Under the proposal, Premier’s five apparel brands - Just Jeans, Portmans, Dotti, Jay Jays and Jacqui E - would be acquired by Myer for shares proportionate to both businesses' operating profit.

The new Myer shares issued to Premier, along with its current Myer stake of 31.8 per cent, would be distributed to Premier shareholders.

In a note to investors, Citi analysts estimated a circa $25 million of potential earnings benefit if there was a five percentage point uplift in Myer’s private label apparel gross profit margin. 

“Total potential synergies could add up to at least $50 million, factoring-in other synergies that we’ve quantified,” analysts wrote, who are predicting a $36.00 target price for Premier. 

According to the note, Citi analysts estimate that private label apparel represented around 15 per cent of Myer’s FY23 sales - or around $500 million. 

“Thus, for every 1 ppt of private label margin expansion, the group could see ~$5 million of earnings upside, all else being equal. 

“We think better supplier terms owing to greater scale of the combined group could see at least 5 ppt of private label margin expansion or ~$25 million of earnings upside. 

“The opportunity could be more material than this, however. We estimate Premier apparel GP margins to be ~58% vs. Myer private label apparel GP margin of ~40-45%. The margin gap represents the potential upside.”

This means an at least $25 million of earnings uplift, around $10 million of synergies from placement of Premier products as Myer concession, at least $7 million of synergies from distribution centre consolidation in West Melbourne, as well as head office and other cost reductions - totalling $50 million. 

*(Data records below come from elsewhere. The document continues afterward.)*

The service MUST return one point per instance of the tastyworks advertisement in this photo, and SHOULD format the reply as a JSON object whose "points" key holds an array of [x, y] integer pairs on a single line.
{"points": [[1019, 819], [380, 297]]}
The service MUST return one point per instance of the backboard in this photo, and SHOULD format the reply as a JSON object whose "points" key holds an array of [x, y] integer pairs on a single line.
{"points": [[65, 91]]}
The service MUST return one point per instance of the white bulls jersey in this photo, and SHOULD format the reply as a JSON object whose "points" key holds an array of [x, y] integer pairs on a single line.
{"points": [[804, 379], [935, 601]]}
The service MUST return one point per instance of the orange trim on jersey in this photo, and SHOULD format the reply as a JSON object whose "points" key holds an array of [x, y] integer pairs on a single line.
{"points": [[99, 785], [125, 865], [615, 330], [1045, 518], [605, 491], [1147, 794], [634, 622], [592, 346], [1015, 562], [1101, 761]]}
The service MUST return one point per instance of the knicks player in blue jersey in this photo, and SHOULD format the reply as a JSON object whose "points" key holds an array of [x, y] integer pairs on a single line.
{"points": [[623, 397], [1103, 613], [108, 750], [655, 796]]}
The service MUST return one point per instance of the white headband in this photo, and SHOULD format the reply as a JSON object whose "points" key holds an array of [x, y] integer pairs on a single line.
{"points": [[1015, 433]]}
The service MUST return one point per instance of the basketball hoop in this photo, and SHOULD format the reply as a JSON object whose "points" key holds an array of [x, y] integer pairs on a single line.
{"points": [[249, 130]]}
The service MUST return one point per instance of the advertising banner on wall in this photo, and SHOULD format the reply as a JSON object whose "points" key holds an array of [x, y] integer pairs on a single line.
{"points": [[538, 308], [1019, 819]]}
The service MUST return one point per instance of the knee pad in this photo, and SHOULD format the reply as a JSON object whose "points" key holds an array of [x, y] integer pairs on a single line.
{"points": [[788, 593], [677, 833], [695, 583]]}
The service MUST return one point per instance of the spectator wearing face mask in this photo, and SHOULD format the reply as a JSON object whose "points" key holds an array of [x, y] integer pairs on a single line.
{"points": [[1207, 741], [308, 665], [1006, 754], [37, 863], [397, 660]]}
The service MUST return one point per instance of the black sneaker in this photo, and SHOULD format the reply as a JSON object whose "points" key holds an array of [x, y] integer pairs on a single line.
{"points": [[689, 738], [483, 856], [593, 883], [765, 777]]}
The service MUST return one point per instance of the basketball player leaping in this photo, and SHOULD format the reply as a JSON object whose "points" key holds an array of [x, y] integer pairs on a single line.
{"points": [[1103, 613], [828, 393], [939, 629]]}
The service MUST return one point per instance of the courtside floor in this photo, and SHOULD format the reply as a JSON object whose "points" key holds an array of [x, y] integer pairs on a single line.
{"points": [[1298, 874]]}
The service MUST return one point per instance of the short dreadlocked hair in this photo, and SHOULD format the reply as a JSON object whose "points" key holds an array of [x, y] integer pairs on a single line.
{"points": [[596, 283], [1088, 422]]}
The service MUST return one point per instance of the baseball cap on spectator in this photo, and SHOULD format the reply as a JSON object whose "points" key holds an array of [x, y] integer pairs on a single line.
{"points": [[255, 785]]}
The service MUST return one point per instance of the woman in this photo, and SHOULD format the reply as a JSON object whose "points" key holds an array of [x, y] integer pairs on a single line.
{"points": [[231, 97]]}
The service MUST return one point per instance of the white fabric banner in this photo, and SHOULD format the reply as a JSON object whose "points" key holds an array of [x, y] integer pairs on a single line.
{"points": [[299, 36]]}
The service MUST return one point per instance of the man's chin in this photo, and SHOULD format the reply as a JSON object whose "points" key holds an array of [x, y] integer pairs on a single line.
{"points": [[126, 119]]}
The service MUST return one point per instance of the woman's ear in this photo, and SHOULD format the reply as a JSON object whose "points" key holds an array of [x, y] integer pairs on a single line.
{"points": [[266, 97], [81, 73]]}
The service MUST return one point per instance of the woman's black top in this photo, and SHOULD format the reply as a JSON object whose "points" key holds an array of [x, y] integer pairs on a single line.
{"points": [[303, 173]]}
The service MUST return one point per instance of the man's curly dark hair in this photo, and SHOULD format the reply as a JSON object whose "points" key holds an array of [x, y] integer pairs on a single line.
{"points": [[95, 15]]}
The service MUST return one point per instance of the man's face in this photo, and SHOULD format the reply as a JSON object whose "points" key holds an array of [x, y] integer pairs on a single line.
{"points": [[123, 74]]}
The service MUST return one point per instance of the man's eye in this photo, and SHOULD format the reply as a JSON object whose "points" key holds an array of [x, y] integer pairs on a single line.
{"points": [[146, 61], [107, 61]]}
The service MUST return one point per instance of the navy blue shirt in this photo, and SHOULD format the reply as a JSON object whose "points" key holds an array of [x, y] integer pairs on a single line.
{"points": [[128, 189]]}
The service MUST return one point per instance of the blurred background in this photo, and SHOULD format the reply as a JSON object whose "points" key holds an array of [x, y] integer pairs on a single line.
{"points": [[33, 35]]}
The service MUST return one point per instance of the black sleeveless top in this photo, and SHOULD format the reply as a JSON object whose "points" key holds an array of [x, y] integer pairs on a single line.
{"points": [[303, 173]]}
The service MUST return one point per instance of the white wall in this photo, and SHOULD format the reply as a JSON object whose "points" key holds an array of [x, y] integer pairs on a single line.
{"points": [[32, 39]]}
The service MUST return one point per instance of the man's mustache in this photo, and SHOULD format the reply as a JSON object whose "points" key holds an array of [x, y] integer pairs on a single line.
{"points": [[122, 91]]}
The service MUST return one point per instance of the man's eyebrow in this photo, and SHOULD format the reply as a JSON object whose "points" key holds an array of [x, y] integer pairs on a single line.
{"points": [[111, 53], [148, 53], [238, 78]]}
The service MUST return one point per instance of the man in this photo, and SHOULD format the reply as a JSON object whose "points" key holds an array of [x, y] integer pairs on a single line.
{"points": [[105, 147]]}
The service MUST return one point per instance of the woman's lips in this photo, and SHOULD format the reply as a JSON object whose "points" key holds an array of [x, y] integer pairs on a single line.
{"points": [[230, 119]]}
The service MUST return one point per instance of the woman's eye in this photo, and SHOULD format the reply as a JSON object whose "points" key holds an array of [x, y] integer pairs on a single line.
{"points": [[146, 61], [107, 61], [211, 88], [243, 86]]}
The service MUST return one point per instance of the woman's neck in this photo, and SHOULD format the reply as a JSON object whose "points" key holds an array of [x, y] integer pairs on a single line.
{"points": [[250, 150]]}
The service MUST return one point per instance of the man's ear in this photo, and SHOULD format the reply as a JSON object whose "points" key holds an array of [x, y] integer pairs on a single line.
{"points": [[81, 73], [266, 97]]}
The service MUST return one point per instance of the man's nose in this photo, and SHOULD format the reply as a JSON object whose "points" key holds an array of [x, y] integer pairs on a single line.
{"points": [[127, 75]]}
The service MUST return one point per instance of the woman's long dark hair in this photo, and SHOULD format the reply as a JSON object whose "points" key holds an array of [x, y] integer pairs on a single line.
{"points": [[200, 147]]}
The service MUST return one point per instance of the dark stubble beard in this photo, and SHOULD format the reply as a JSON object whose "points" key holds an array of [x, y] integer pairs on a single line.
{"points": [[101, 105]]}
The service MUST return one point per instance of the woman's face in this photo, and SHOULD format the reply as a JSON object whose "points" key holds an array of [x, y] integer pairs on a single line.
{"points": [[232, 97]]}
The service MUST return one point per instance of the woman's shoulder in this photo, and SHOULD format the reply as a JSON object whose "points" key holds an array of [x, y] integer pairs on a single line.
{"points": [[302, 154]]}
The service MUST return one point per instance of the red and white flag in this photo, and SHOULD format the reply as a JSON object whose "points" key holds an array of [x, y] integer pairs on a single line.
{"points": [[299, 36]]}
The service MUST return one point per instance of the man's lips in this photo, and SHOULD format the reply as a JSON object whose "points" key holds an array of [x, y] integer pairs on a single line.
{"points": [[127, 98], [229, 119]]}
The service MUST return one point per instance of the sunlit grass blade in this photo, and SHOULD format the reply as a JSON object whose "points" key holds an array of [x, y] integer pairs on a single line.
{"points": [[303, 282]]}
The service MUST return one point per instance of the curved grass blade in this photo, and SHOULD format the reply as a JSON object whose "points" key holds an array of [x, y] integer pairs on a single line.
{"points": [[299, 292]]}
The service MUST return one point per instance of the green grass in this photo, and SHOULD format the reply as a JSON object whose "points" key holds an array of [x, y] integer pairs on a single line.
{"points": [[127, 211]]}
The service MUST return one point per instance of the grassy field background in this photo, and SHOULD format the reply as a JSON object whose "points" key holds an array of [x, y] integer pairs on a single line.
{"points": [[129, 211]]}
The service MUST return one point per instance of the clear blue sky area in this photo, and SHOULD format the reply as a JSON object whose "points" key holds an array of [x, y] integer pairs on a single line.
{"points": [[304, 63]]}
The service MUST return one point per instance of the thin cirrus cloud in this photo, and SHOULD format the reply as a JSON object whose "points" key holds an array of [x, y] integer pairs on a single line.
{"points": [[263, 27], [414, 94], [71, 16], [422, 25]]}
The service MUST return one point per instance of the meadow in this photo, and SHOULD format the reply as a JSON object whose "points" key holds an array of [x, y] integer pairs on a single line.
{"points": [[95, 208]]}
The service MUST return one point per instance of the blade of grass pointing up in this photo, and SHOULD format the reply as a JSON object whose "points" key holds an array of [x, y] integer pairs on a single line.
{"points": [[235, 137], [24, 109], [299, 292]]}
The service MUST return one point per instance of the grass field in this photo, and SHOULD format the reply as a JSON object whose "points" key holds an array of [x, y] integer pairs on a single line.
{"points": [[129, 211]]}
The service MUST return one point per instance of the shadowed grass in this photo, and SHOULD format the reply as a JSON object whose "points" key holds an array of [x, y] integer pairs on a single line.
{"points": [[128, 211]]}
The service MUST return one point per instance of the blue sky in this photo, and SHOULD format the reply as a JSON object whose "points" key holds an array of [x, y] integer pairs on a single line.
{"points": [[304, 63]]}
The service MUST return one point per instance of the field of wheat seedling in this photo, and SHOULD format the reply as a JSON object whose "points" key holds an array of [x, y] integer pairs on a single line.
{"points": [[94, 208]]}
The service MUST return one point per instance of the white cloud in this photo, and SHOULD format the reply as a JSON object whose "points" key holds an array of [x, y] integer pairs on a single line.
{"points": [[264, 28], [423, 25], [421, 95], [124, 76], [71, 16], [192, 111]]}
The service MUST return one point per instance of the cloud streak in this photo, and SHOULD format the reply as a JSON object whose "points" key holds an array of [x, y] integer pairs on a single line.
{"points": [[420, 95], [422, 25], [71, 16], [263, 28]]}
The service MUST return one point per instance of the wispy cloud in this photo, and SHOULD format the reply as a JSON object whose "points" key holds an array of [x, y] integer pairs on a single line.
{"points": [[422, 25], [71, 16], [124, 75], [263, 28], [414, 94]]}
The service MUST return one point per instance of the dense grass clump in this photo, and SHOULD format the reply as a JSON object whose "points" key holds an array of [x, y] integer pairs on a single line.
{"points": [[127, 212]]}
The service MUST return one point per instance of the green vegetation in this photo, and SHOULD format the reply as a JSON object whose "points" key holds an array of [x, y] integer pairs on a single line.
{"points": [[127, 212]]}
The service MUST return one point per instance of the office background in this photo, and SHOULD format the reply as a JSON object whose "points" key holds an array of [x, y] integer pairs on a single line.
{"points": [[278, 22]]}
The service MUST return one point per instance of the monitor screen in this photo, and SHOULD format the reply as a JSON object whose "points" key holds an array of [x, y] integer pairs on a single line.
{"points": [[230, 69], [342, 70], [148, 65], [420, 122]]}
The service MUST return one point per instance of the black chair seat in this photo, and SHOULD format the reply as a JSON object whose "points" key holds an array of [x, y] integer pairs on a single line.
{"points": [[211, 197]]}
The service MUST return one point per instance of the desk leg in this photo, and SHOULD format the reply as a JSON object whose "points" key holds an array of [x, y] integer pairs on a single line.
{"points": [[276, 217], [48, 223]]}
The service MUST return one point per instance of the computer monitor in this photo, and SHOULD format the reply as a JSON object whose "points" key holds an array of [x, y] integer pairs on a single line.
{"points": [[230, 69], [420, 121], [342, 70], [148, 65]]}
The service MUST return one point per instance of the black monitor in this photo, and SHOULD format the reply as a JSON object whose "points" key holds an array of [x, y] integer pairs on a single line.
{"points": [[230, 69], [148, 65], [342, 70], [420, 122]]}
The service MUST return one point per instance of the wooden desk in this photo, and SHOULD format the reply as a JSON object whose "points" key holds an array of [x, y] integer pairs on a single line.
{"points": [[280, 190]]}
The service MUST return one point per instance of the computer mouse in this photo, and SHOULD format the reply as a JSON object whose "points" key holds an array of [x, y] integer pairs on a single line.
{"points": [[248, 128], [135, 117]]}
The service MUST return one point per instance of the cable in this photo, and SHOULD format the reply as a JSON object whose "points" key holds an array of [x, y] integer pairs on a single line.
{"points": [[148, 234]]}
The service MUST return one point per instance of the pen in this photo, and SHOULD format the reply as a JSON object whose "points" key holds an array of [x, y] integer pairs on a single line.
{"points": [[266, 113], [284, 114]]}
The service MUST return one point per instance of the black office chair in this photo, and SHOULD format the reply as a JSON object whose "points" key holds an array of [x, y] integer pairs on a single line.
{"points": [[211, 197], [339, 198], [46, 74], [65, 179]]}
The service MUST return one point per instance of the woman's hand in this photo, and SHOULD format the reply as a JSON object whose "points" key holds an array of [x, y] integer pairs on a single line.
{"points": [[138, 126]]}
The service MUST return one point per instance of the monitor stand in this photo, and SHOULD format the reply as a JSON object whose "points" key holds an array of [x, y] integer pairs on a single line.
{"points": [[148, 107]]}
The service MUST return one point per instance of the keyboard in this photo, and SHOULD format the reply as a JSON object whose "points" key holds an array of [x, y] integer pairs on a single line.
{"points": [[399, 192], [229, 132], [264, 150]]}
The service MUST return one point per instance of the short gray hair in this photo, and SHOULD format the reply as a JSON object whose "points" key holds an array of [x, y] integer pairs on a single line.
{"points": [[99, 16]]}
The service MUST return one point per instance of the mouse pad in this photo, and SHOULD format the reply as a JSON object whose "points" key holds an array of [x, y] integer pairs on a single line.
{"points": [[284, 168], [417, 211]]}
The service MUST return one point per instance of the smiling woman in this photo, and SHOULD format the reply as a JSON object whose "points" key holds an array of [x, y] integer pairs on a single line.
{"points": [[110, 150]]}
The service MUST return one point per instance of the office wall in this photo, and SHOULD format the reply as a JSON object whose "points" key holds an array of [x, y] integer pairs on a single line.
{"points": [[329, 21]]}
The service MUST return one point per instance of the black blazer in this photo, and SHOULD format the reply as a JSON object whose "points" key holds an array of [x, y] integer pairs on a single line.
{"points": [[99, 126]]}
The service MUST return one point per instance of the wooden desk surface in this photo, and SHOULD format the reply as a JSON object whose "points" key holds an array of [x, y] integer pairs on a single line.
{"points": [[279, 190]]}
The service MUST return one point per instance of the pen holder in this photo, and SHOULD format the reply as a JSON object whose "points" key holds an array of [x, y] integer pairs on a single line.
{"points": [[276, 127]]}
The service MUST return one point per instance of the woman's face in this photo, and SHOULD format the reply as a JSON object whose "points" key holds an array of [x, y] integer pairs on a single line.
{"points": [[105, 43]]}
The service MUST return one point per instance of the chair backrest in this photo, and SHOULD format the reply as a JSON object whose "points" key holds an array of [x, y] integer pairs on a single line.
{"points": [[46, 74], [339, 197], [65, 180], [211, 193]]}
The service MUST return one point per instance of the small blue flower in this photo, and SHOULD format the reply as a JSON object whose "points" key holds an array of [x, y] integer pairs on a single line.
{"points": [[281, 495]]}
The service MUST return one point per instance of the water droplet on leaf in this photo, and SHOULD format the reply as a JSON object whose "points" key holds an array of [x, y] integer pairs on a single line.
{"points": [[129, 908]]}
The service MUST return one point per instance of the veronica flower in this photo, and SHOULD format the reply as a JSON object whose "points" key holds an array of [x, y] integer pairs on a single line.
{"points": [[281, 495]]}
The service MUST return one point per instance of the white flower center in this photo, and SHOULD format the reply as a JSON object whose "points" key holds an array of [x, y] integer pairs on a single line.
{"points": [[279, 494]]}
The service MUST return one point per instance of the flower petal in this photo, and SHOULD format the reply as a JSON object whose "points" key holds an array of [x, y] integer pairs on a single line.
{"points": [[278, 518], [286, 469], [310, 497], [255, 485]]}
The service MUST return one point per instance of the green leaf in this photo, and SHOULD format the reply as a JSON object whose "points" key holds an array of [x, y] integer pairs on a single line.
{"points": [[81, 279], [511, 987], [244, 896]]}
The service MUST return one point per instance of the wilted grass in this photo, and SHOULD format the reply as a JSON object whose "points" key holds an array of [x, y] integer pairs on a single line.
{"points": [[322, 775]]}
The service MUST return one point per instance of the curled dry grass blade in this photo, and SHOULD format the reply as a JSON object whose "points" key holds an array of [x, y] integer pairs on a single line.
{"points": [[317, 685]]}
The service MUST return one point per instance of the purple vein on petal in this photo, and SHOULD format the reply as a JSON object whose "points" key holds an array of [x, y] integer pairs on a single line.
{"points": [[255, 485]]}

“Premier represents a unique opportunity for holders to participate in growth opportunities from international rollout of Peter Alexander, as well as potential earnings upside from various synergies through its holdings in Myer.”

The $25 million potential uplift takes into account that apparel sales make up 58 per cent of Myer’s total revenue. Of this, a quarter was private label. 

Citi analysts estimate gross profit margin for private label apparel to be between 40-45 per cent, basing this on three key assumptions, including a 43 per cent gross profit margin for home and entertainment products, a 40 per cent margin for beauty and 30 per cent margin for third-party apparel and concession apparel. 

Analysts also estimate that the gross profit margin for Premier’s apparel brands to be around 58 per cent. This is based on the assumption that Peter Alexander’s gross profit margin is at 70 per cent, while Smiggle is at 61 per cent. 

“The size of the opportunities would then be the gap between PMV apparel’s 58 per cent GP margin and Myer private label apparel’s 40-45 per cent GP margin.”